‘It has been said that the real freedom is about setting others free.’
Brené Brown
Take a moment to think of one person who has walked alongside you in life. Who would you call and talk to for advice? If you had a scary experience at work, who would you go to?
Now put yourself in the shoes of a child. You are surrounded by so many adults: parents, teachers, doctors, strangers. Life is filled with activities to do, expectations to reach, rules to obey, people to make happy. Then something happens that makes life tricky and confusing, but no less chaotic. How would you cope with the new, while still keeping up with day-to-day life?
Life as a children’s worker is often filled with church services, community events and rooms full of children. These are important and exciting parts of our role, but a while ago I started to wonder what else I could be doing. I recognised the need in me for more intentional connection with individual children and their support network.

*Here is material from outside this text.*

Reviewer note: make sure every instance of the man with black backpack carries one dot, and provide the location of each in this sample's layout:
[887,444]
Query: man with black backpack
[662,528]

One-to-one mentoring has been on my heart for many years. By ‘mentoring’ I mean the carving out of regular time with a child so that they can talk and process life. I want them to have at least one person who they can rely on to be there, to listen and to help.
In local schools, I meet up weekly with children who have been identified by staff as needing help. My aim is not to tell them what to do but provide them with strategies so that they can help themselves with anger, depression, grief or low self-esteem. I want to give hope to children through the truths that God gives us.
I will often start by asking a child which ‘face’ they are: smiley, sad or just ‘OK’. This starts a discussion on why they’re feeling like that today.
A lot of drawing and play happens after this, depending on the children’s needs. Children with difficulty controlling their feelings need help looking at what triggers their anger as well as finding outlets to release their feelings. I use the picture of an iceberg to help children identify what people see (the top of the iceberg) in contrast to how they actually feel (the bottom of the iceberg).
This helps children understand that what people see might not be what is going on underneath. Drawing family portraits aids discussion around relationships with limited pressure.
An activity called ‘Junk vs Cool Thoughts’ enables me to speak truth into the life of a child. They list things they think about themselves and replace the ‘junk thoughts’ with ‘cool thoughts’. With children from church, I am able to include talking and listening to God within the session too, alongside looking in the Bible for truth.
The challenging part of this for me was that I had to invest, not just physically with time, but also emotionally – there had to be real sacrifice. God changed my mindset from the importance of numbers of bodies in a room to the number of transformed children and their families.
You may be reading this thinking that you haven’t got the time nor inclination to start one-to-one mentoring where you are, but my challenge to us all is not to add more things to our to-do list; my challenge is to look out for those individuals, those families for whom you can provide space for them to share. Start a messy, vulnerable, God-fuelled relationship with a family you know. Take a child out for a hot chocolate once a month, nip round to a family’s home for a coffee, invite a family out to the park with you and your family. Let’s start setting people free!